Announced on December 19 by the Deputy Vice-Chancellor (Research), the annual program aims to recognise and reward excellence in student research across Flinders University.
Ms Winter, a PhD candidate and research assistant at the Flinders Centre for Innovation in Cancer, was awarded the prize for her research into how starchy foods such as potatoes and green bananas can reduce genetic damage done to the colon by eating red meat.
As part of her studies, Ms Winter and a team of Flinders researchers have discovered that resistant starch can reduce a certain type of DNA damage in the colon following meat consumption.

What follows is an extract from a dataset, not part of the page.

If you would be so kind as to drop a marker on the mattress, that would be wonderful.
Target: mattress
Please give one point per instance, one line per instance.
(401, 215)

“We’ve found that when you eat red meat you get a significant increase in this type of DNA damage which, left unrepaired, can lead to mutations and ultimately colorectal cancer,” Ms Winter said.
“But we’ve changed the fermentation properties in the colon and delivered starch directly to the colon where it converts into short chain fatty acids which in turn help offset the DNA damage.”
Ms Winter said the awards were a great way to showcase Flinders research calibre.
“I was really excited when I found out I won, and I also think it’s a great way to encourage students to write papers and to get them into journals,” she said.
Flinders Deputy Vice-Chancellor (Research), Professor David Day, applauded all nominees for their contribution and commitment to research.
“The range and quality of applications received this year has been particularly impressive,” Professor Day said.
“These students are making meaningful contributions to the pursuit of research excellence, reflecting the Flinders way, and for that they should all be congratulated,” he said.